Henry Fok College of Biology and Agriculture, Shaoguan University, Shaoguan, China.
Front Plant Sci. 2023 Jan 23;14:1088285. doi: 10.3389/fpls.2023.1088285. eCollection 2023.
As one of the most toxic environmental pollutants, cadmium (Cd) has lastingly been considered to have negative influences on plant growth and productivity. Recently, increasing studies have shown that low level of Cd exposure could induce hormetic effect which benefits to plants. However, the underlying mechanisms of Cd-triggered hormesis are poorly understood. In this study, we found that Cd stress treatment showed a hormetic effect on peppermint and Cd treatment with 1.6 mg L concertation manifested best stimulative effects. To explore the hormesis mechanisms of Cd treatment, comparative transcriptome analysis of peppermint young plants under low (1.6 mg L) and high (6.5 mg L) level of Cd exposure at 0 h, 24 h and 72 h were conducted. Twelve of differentially expressed genes (DEGs) were selected for qRT-PCR validation, and the expression results confirmed the credibility of transcriptome data. KEGG analysis of DEGs showed that the phenylpropanoid biosynthesis and photosynthesis were important under both low and high level of Cd treatments. Interestingly, GO and KEGG analysis of 99 DEGs specifically induced by low level of Cd treatment at 72 h indicated that these DEGs were mainly involved in the pathway of phenylpropanoid biosynthesis and their functions were associated with antioxidant activity. The expression pattern of those genes in the phenylpropanoid biosynthesis pathway and encoding antioxidant enzymes during 72 h of Cd exposure showed that low level of Cd treatment induced a continuation in the upward trend but high level of Cd treatment caused an inverted V-shape. The changes of physiological parameters during Cd exposure were highly consistent with gene expression pattern. These results strongly demonstrate that low level of Cd exposure constantly enhanced antioxidant activity of peppermint to avoid oxidative damages caused by Cd ion, while high level of Cd stress just induced a temporary increase in antioxidant activity which was insufficient to cope with lasting Cd toxicity. Overall, the results presented in this study shed a light on the underlying mechanisms of the Cd-mediated hormesis in plant. Moreover, our study provided a safe method for the efficient utilization of mild Cd-contaminated soil as peppermint is an important cash plant.
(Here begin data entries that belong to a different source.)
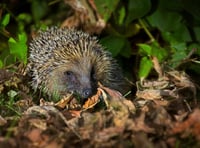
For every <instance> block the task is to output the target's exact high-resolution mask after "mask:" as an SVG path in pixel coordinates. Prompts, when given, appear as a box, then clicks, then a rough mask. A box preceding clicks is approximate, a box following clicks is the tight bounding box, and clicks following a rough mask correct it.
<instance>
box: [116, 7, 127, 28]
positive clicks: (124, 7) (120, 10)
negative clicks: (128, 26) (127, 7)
mask: <svg viewBox="0 0 200 148" xmlns="http://www.w3.org/2000/svg"><path fill="white" fill-rule="evenodd" d="M125 16H126V10H125V7H121V8H120V9H119V18H118V24H119V25H122V24H123V22H124V18H125Z"/></svg>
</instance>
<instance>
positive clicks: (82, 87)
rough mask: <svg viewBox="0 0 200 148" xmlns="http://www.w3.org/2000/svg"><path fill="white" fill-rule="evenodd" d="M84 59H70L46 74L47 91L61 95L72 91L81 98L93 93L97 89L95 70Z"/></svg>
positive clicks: (89, 63)
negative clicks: (83, 59) (86, 62)
mask: <svg viewBox="0 0 200 148" xmlns="http://www.w3.org/2000/svg"><path fill="white" fill-rule="evenodd" d="M86 60H87V59H86ZM86 60H81V61H80V60H79V61H78V62H77V61H71V62H69V63H66V64H64V65H62V66H59V67H58V68H56V69H54V70H53V71H52V72H51V73H50V74H49V75H48V76H47V79H48V81H47V83H46V84H45V85H46V86H47V88H48V91H49V92H50V93H51V92H55V93H57V94H59V95H61V96H62V95H66V93H73V94H75V95H77V96H79V97H80V98H82V99H85V98H88V97H90V96H91V95H93V94H95V93H96V89H97V80H96V79H95V72H94V69H93V67H92V65H91V64H90V62H89V61H88V60H87V61H86ZM85 62H87V63H88V64H85ZM83 65H84V66H83Z"/></svg>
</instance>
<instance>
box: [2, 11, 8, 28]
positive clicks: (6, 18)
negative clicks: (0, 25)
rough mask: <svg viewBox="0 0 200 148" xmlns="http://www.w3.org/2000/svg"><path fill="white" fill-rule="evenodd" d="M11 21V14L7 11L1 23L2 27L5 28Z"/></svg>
mask: <svg viewBox="0 0 200 148" xmlns="http://www.w3.org/2000/svg"><path fill="white" fill-rule="evenodd" d="M9 22H10V14H8V13H7V14H6V15H4V16H3V18H2V20H1V22H0V25H1V27H3V28H5V27H6V26H7V25H8V23H9Z"/></svg>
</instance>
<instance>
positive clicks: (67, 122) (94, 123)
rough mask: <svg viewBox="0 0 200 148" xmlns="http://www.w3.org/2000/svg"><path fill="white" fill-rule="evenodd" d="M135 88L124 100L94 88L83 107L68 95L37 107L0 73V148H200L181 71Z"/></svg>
mask: <svg viewBox="0 0 200 148" xmlns="http://www.w3.org/2000/svg"><path fill="white" fill-rule="evenodd" d="M136 85H137V91H136V93H135V94H132V95H128V96H127V97H123V96H122V95H121V94H120V93H119V92H117V91H115V90H111V89H109V88H107V87H104V86H102V85H99V88H98V91H97V93H96V94H95V95H94V96H92V97H91V98H88V100H87V101H86V102H85V103H84V104H83V105H80V104H78V103H77V102H76V99H75V98H74V97H73V96H72V95H68V96H66V97H65V98H63V99H62V100H61V101H59V102H57V103H52V102H47V101H44V99H43V98H38V100H39V101H38V103H37V102H35V101H33V97H32V96H31V95H30V91H29V88H28V87H27V86H28V85H27V84H26V83H24V80H23V77H22V76H21V75H19V74H15V73H11V72H8V71H6V70H1V71H0V87H1V95H2V96H3V95H4V98H5V96H6V95H7V96H9V97H7V98H8V100H5V99H4V100H1V101H4V102H7V103H4V104H5V105H3V106H1V110H0V112H1V116H0V147H9V148H12V147H27V148H40V147H41V148H44V147H45V148H54V147H56V148H59V147H60V148H61V147H104V148H105V147H140V148H142V147H145V148H146V147H148V148H151V147H152V148H153V147H154V148H155V147H159V148H166V147H199V146H200V142H199V141H200V118H199V117H200V108H199V102H198V98H197V90H198V87H197V86H196V85H195V84H194V83H193V82H192V81H191V79H190V78H189V77H188V76H187V75H186V74H185V73H183V72H179V71H171V72H167V73H166V74H165V76H164V77H162V78H159V79H157V80H145V81H143V82H137V83H136ZM16 96H18V97H19V98H20V100H17V101H15V99H14V98H16ZM37 97H38V96H37ZM1 98H3V97H1Z"/></svg>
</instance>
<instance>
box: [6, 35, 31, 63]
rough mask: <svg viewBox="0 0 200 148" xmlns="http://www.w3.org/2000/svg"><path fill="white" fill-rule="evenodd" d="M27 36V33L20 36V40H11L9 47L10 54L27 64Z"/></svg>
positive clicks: (19, 39)
mask: <svg viewBox="0 0 200 148" xmlns="http://www.w3.org/2000/svg"><path fill="white" fill-rule="evenodd" d="M26 41H27V36H26V34H25V33H22V34H18V40H15V39H14V38H12V37H11V38H9V40H8V45H9V49H10V53H11V54H12V55H15V56H16V57H17V58H18V59H19V60H21V61H23V62H24V63H25V64H26V62H27V45H26Z"/></svg>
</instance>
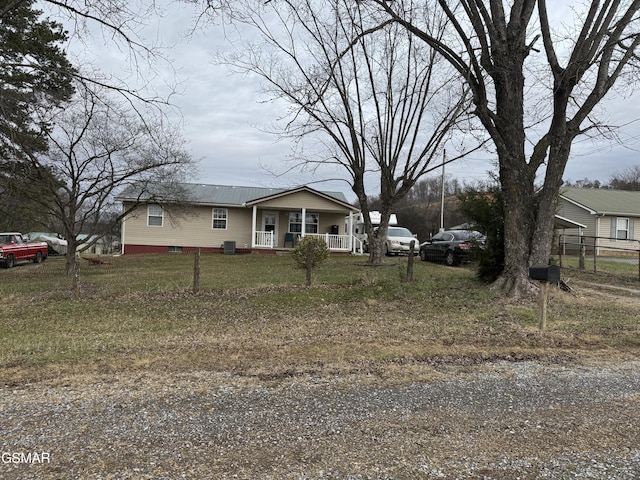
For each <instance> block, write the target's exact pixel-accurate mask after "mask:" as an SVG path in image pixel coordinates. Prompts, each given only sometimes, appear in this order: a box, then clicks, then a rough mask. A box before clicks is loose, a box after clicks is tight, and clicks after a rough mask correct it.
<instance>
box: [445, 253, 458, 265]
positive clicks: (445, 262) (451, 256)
mask: <svg viewBox="0 0 640 480" xmlns="http://www.w3.org/2000/svg"><path fill="white" fill-rule="evenodd" d="M444 263H446V264H447V265H448V266H450V267H453V266H455V265H456V256H455V255H454V254H453V250H447V253H445V255H444Z"/></svg>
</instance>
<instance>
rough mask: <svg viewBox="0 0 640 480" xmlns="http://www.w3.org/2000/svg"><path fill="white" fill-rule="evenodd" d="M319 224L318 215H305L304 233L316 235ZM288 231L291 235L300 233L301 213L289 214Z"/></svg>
mask: <svg viewBox="0 0 640 480" xmlns="http://www.w3.org/2000/svg"><path fill="white" fill-rule="evenodd" d="M319 223H320V215H319V214H317V213H307V215H306V216H305V229H304V233H318V224H319ZM289 231H290V232H291V233H302V213H301V212H291V213H289Z"/></svg>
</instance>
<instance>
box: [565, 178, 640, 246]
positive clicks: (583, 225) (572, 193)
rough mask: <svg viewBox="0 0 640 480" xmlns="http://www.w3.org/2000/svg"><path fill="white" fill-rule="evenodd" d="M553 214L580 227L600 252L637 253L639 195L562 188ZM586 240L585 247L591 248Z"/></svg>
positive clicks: (639, 213) (574, 231) (638, 220)
mask: <svg viewBox="0 0 640 480" xmlns="http://www.w3.org/2000/svg"><path fill="white" fill-rule="evenodd" d="M557 214H558V215H559V216H561V217H564V218H566V219H571V220H572V221H573V222H577V223H580V224H582V225H583V226H584V228H581V229H580V230H581V231H580V232H578V231H576V230H575V229H574V230H567V233H574V234H582V235H584V236H585V237H600V238H598V239H597V240H596V241H595V245H596V246H597V247H598V251H599V253H602V251H603V250H609V251H613V250H617V251H619V250H620V249H627V250H636V251H637V250H638V248H639V247H640V242H639V241H638V240H640V192H632V191H626V190H609V189H604V188H562V189H561V190H560V197H559V201H558V210H557ZM593 242H594V240H593V239H588V242H587V243H588V244H589V245H594V243H593Z"/></svg>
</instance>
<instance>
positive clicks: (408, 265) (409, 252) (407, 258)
mask: <svg viewBox="0 0 640 480" xmlns="http://www.w3.org/2000/svg"><path fill="white" fill-rule="evenodd" d="M415 245H416V241H415V240H411V243H409V257H408V258H407V282H413V250H414V248H415Z"/></svg>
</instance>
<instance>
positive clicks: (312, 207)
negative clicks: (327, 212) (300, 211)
mask: <svg viewBox="0 0 640 480" xmlns="http://www.w3.org/2000/svg"><path fill="white" fill-rule="evenodd" d="M259 206H260V208H261V209H269V208H279V209H283V208H287V209H292V210H301V209H303V208H306V209H307V210H309V211H314V212H321V211H327V210H328V211H336V210H340V211H341V212H345V208H344V207H342V206H341V205H338V204H337V203H335V202H332V201H331V200H327V199H325V198H322V197H319V196H317V195H314V194H313V193H311V192H297V193H292V194H291V195H285V196H282V197H278V198H273V199H271V200H267V201H265V202H262V203H260V205H259ZM344 215H346V213H343V216H344Z"/></svg>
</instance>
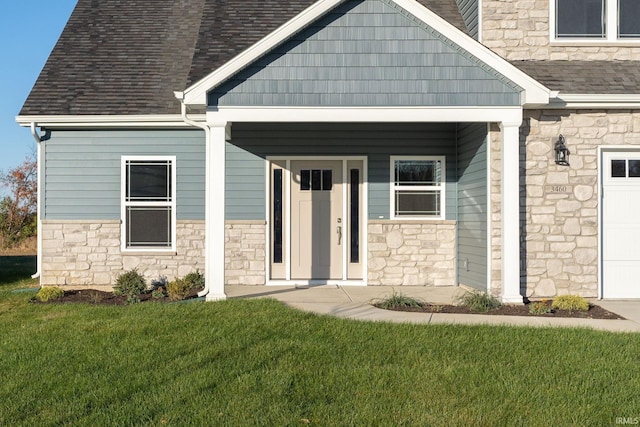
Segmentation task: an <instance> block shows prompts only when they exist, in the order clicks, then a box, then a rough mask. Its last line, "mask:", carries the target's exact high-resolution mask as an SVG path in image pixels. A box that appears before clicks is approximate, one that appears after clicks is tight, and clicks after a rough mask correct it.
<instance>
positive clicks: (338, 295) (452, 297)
mask: <svg viewBox="0 0 640 427" xmlns="http://www.w3.org/2000/svg"><path fill="white" fill-rule="evenodd" d="M225 291H226V293H227V296H228V297H229V298H275V299H277V300H279V301H282V302H284V303H286V304H287V305H289V306H291V307H295V308H298V309H300V310H304V311H310V312H314V313H318V314H327V315H331V316H336V317H343V318H349V319H357V320H372V321H386V322H404V323H432V324H435V323H448V324H491V325H512V326H539V327H586V328H592V329H598V330H605V331H612V332H640V301H631V300H629V301H603V300H602V301H594V303H595V304H597V305H599V306H601V307H602V308H605V309H606V310H609V311H612V312H614V313H616V314H619V315H620V316H622V317H625V318H626V320H600V319H573V318H548V317H534V316H531V317H525V316H495V315H494V316H492V315H480V314H450V313H408V312H402V311H391V310H381V309H378V308H376V307H374V306H372V305H371V302H373V301H375V300H376V299H382V298H386V297H389V296H391V295H392V294H393V292H394V291H395V292H397V293H402V294H403V295H407V296H411V297H415V298H420V299H422V300H424V301H426V302H429V303H432V304H451V303H453V302H455V301H456V299H457V298H458V297H459V296H460V295H462V294H463V293H464V290H463V289H461V288H458V287H444V288H427V287H421V286H420V287H419V286H411V287H390V286H335V285H323V286H310V287H295V286H242V285H228V286H225Z"/></svg>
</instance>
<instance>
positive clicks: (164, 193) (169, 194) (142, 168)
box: [127, 161, 171, 202]
mask: <svg viewBox="0 0 640 427" xmlns="http://www.w3.org/2000/svg"><path fill="white" fill-rule="evenodd" d="M127 182H128V186H127V201H146V202H170V201H171V162H166V161H158V162H137V161H130V162H127Z"/></svg>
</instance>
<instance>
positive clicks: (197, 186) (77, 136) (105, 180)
mask: <svg viewBox="0 0 640 427" xmlns="http://www.w3.org/2000/svg"><path fill="white" fill-rule="evenodd" d="M123 155H127V156H133V155H148V156H176V162H177V171H176V173H177V181H178V182H177V185H178V187H177V212H176V214H177V218H178V219H179V220H203V219H204V198H205V180H204V175H205V138H204V132H202V131H199V130H135V131H134V130H129V131H124V130H114V131H107V130H104V131H54V132H53V133H52V137H51V139H50V140H48V141H46V142H45V143H44V144H43V156H44V157H43V159H44V160H43V161H44V173H45V188H44V207H43V208H44V209H43V218H44V219H60V220H73V219H77V220H91V219H95V220H110V219H120V205H121V194H120V192H121V189H120V169H121V157H122V156H123Z"/></svg>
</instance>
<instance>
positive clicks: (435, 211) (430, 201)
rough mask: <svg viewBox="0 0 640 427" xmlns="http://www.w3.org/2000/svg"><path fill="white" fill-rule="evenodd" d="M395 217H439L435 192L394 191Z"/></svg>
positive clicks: (432, 191) (421, 191)
mask: <svg viewBox="0 0 640 427" xmlns="http://www.w3.org/2000/svg"><path fill="white" fill-rule="evenodd" d="M395 209H396V216H414V215H435V216H437V215H440V193H439V192H437V191H401V190H399V191H396V206H395Z"/></svg>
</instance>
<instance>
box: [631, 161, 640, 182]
mask: <svg viewBox="0 0 640 427" xmlns="http://www.w3.org/2000/svg"><path fill="white" fill-rule="evenodd" d="M629 178H640V160H629Z"/></svg>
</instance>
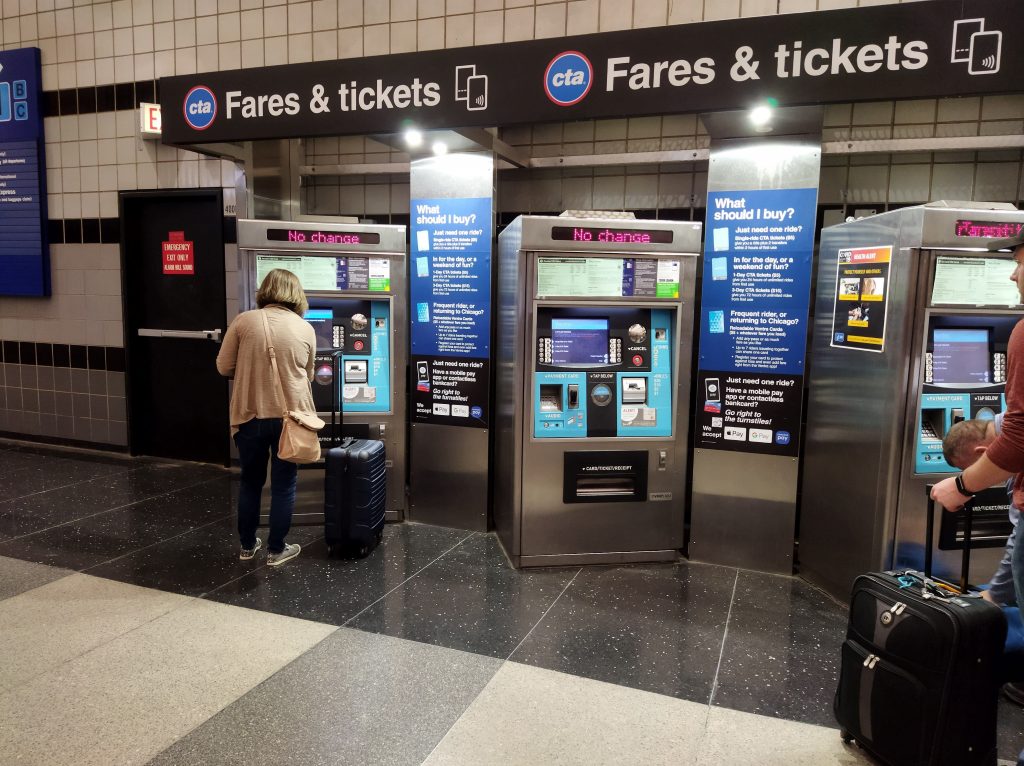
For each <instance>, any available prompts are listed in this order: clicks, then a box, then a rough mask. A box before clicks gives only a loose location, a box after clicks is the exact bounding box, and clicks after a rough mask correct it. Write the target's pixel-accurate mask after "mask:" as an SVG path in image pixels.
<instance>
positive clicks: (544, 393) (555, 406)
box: [541, 383, 563, 413]
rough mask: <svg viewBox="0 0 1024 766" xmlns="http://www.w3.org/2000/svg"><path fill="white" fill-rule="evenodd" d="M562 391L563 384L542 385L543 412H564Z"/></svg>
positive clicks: (549, 412)
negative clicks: (562, 410)
mask: <svg viewBox="0 0 1024 766" xmlns="http://www.w3.org/2000/svg"><path fill="white" fill-rule="evenodd" d="M562 390H563V386H562V384H561V383H542V384H541V412H542V413H560V412H562Z"/></svg>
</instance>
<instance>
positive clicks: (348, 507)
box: [324, 438, 387, 558]
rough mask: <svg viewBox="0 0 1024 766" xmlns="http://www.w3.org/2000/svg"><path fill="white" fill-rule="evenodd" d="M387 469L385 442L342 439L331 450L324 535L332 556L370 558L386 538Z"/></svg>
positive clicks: (376, 440)
mask: <svg viewBox="0 0 1024 766" xmlns="http://www.w3.org/2000/svg"><path fill="white" fill-rule="evenodd" d="M386 497H387V468H386V467H385V465H384V442H383V441H377V440H373V439H353V438H346V439H342V442H341V444H340V445H339V446H334V448H332V449H330V450H328V453H327V465H326V470H325V473H324V533H325V536H326V537H327V545H328V549H329V550H330V551H331V553H332V554H339V555H343V556H357V557H359V558H362V557H364V556H367V555H369V554H370V553H371V552H372V551H373V550H374V548H376V547H377V545H378V544H379V543H380V542H381V538H382V537H383V535H384V505H385V499H386Z"/></svg>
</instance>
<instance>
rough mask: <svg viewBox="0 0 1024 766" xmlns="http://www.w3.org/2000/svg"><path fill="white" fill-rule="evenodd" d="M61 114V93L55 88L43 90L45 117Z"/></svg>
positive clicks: (55, 116) (56, 116) (43, 112)
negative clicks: (60, 111)
mask: <svg viewBox="0 0 1024 766" xmlns="http://www.w3.org/2000/svg"><path fill="white" fill-rule="evenodd" d="M59 116H60V95H59V94H58V93H57V91H55V90H46V91H43V117H59Z"/></svg>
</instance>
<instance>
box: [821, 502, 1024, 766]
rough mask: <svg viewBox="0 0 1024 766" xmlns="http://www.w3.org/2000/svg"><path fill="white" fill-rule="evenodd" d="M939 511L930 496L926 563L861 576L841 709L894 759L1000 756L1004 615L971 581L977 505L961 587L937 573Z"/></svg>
mask: <svg viewBox="0 0 1024 766" xmlns="http://www.w3.org/2000/svg"><path fill="white" fill-rule="evenodd" d="M933 511H934V504H933V503H932V501H931V500H930V501H929V506H928V530H927V538H928V546H927V548H926V553H925V571H924V572H919V571H913V570H897V571H886V572H876V573H870V574H862V576H860V577H859V578H857V580H856V581H855V582H854V585H853V595H852V596H851V599H850V623H849V627H848V629H847V636H846V642H845V643H844V644H843V661H842V670H841V673H840V682H839V689H838V690H837V692H836V698H835V703H834V708H835V712H836V719H837V720H838V721H839V724H840V726H841V727H842V735H843V739H844V740H845V741H850V740H851V739H854V740H856V741H857V743H858V744H859V746H860V747H861V748H863V749H864V750H865V751H867V752H868V753H870V754H871V755H873V756H874V757H876V758H877V759H879V760H880V761H881V762H882V763H884V764H887V765H888V766H911V765H912V766H994V765H995V762H996V734H995V729H996V706H997V701H998V693H999V686H1000V684H1001V680H1000V678H999V675H1000V674H999V664H1000V658H1001V655H1002V648H1004V643H1005V641H1006V636H1007V624H1006V620H1005V618H1004V615H1002V610H1001V609H999V607H997V606H995V605H993V604H990V603H988V602H987V601H985V600H983V599H982V598H981V597H980V596H979V595H978V594H977V593H971V592H970V591H969V589H968V585H967V583H968V570H969V558H970V542H969V541H970V540H971V508H970V505H969V506H968V509H967V511H966V523H965V529H964V540H965V545H964V562H963V568H962V573H961V582H959V587H953V586H951V585H950V584H948V583H944V582H941V581H939V580H935V579H933V578H932V577H931V570H932V561H931V559H932V555H931V552H932V538H933V526H934V521H933ZM941 512H942V513H944V512H945V511H941Z"/></svg>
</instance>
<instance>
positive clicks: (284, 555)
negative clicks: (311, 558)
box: [266, 543, 302, 566]
mask: <svg viewBox="0 0 1024 766" xmlns="http://www.w3.org/2000/svg"><path fill="white" fill-rule="evenodd" d="M301 550H302V546H301V545H299V544H298V543H286V544H285V550H283V551H282V552H281V553H271V554H269V555H268V556H267V557H266V563H267V565H268V566H281V565H282V564H283V563H285V562H286V561H288V560H289V559H291V558H295V557H296V556H298V555H299V551H301Z"/></svg>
作为毒性最强的环境污染物之一,镉(Cd)长期以来一直被认为会对植物生长和生产力产生负面影响。最近,越来越多的研究表明,低水平的镉暴露会诱导植物产生有益的兴奋效应。然而,镉引发兴奋效应的潜在机制仍知之甚少。在本研究中,我们发现镉胁迫处理对薄荷表现出兴奋效应,浓度为1.6 mg/L的镉处理表现出最佳刺激效果。为了探究镉处理的兴奋效应机制,我们对处于低(1.6 mg/L)、高(6.5 mg/L)镉暴露水平下0小时、24小时和72小时的薄荷幼苗进行了比较转录组分析。选择了12个差异表达基因(DEGs)进行qRT-PCR验证,表达结果证实了转录组数据的可靠性。对差异表达基因的KEGG分析表明,在低镉和高镉处理下,苯丙烷类生物合成和光合作用都很重要。有趣的是,对72小时时低镉处理特异性诱导的99个差异表达基因进行的GO和KEGG分析表明,这些差异表达基因主要参与苯丙烷类生物合成途径,其功能与抗氧化活性相关。在镉暴露72小时期间,这些基因在苯丙烷类生物合成途径中的表达模式以及编码抗氧化酶的基因表达模式表明,低镉处理诱导其呈持续上升趋势,而高镉处理则导致呈倒V形。镉暴露期间生理参数的变化与基因表达模式高度一致。这些结果有力地证明,低水平的镉暴露持续增强了薄荷的抗氧化活性,以避免镉离子造成的氧化损伤,而高水平的镉胁迫仅诱导抗氧化活性暂时增加,不足以应对持续的镉毒性。总体而言,本研究结果揭示了植物中镉介导的兴奋效应的潜在机制。此外,由于薄荷是一种重要的经济作物,我们的研究为轻度镉污染土壤的有效利用提供了一种安全方法。